OCR-Free Transcript Alignment
Published in International Conference on Document Analysis and Recognition (ICDAR), Washington DC, 2013
Recommended citation: Tal Hassner, Lior Wolf, and Nachum Dershowitz. OCR-Free Transcript Alignment. International Conference on Document Analysis and Recognition (ICDAR), Washington DC, 2013.
Abstract
Recent large-scale digitization and preservation efforts have made images of original manuscripts, accompanied by transcripts, commonly available. An important challenge, for which no practical system exists, is that of aligning transcript letters to their coordinates in manuscript images. Here we propose a system that directly matches the image of a historical text with a synthetic image created from the transcript for the purpose. This, rather than attempting to recognize individual letters in the manuscript image using optical character recognition (OCR). Our method matches the pixels of the two images by employing a dedicated dense flow mechanism coupled with novel local image descriptors designed to spatially integrate local patch similarities. Matching these pixel representations is performed using a message passing algorithm. The various stages of our method make it robust with respect to document degradation, to variations between script styles and to non-linear image transformations. Robustness, as well as practicality of the system, are verified by comprehensive empirical experiments.

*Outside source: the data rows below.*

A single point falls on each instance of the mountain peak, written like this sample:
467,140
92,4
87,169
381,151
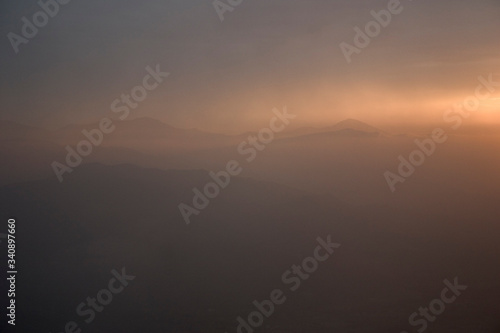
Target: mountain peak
353,124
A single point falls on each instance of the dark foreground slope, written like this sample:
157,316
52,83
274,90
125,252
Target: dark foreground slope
201,277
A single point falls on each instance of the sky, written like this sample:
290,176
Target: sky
227,76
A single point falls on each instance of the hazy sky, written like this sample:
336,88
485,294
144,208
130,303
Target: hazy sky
227,76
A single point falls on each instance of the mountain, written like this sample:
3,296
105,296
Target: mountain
345,128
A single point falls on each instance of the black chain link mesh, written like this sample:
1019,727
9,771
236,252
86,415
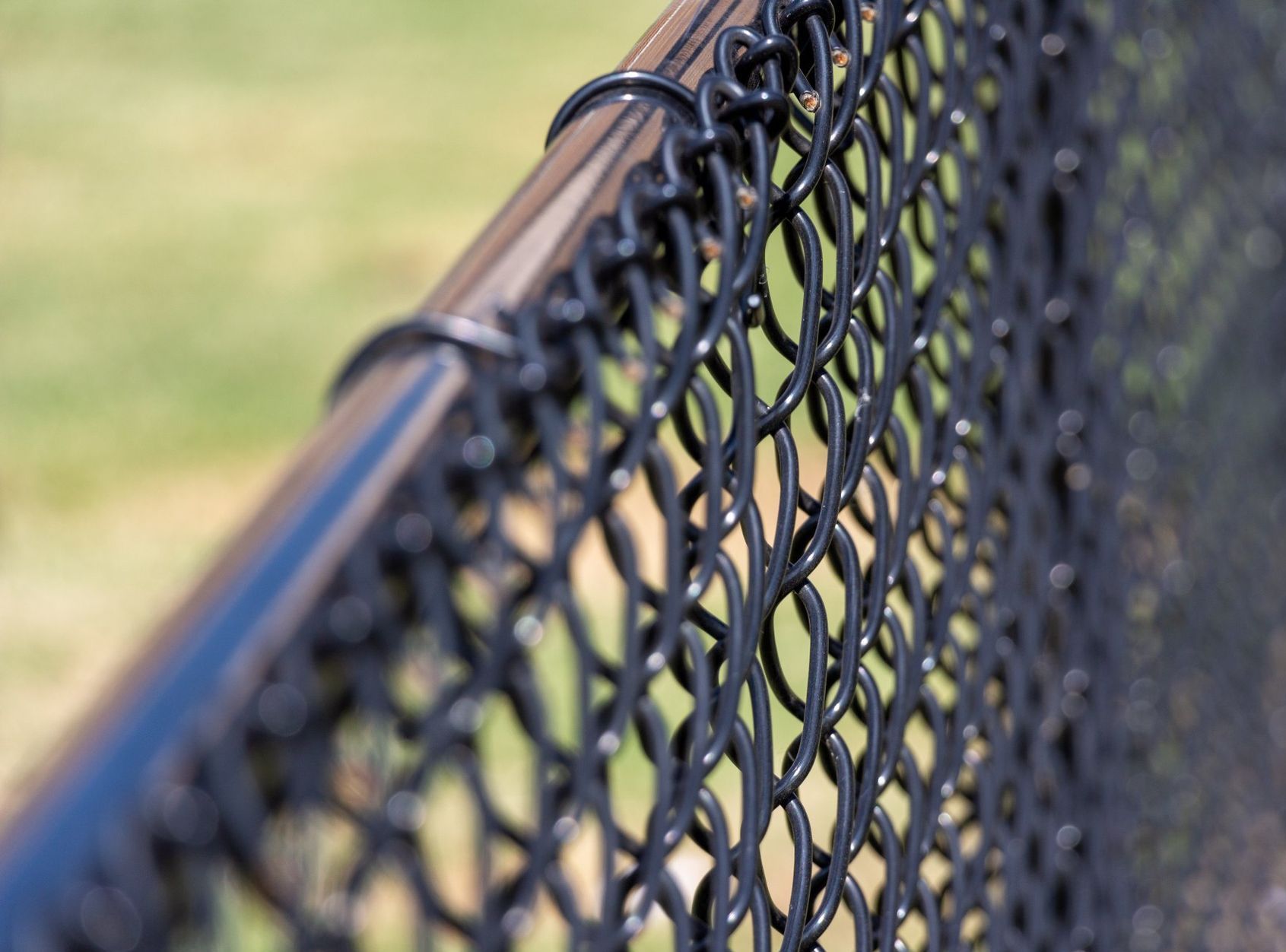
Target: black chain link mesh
764,592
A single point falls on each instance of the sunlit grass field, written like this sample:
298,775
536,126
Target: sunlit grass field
202,206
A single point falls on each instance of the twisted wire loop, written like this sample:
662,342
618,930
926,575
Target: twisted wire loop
761,589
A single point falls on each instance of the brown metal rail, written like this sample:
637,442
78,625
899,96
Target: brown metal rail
218,645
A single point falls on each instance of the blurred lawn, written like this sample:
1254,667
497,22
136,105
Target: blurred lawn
204,204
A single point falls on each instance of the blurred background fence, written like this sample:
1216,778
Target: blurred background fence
969,636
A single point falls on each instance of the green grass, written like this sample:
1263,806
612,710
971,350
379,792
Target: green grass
202,206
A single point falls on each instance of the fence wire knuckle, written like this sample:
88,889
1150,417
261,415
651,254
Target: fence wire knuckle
761,591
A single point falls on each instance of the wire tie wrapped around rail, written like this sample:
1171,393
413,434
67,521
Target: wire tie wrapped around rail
421,329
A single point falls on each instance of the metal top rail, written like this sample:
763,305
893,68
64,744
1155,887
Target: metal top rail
208,652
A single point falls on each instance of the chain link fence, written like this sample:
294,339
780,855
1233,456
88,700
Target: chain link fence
869,541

The stages of the proposed dense-flow method. (a) Our input is a historical manuscript image, along with a line-by-line transcript of the text. (b, left) Each manuscript line is binarized, horizontally projected and trimmed; (b, right) the matching transcript line is rendered using an appropriate font to produce a matching reference image. (c) FPLBP codes [Wolf, Hassner, and Taigman, ECCVw, 2008] are produced for the two images (shown color coded). (d) Each pixel is represented by a 16-valued, weighted histogram of the FPLBP codes in its elongated neighborhood. A SIFT flow [Liu, Yuen, and Torralba, TPAMI 2011] variant is then applied to form dense correspondences between these representations in the two views. (e) The output flow (color coded) assigns a matching pixel from the rendered image, along with its known character label, to each pixel in the manuscript line image.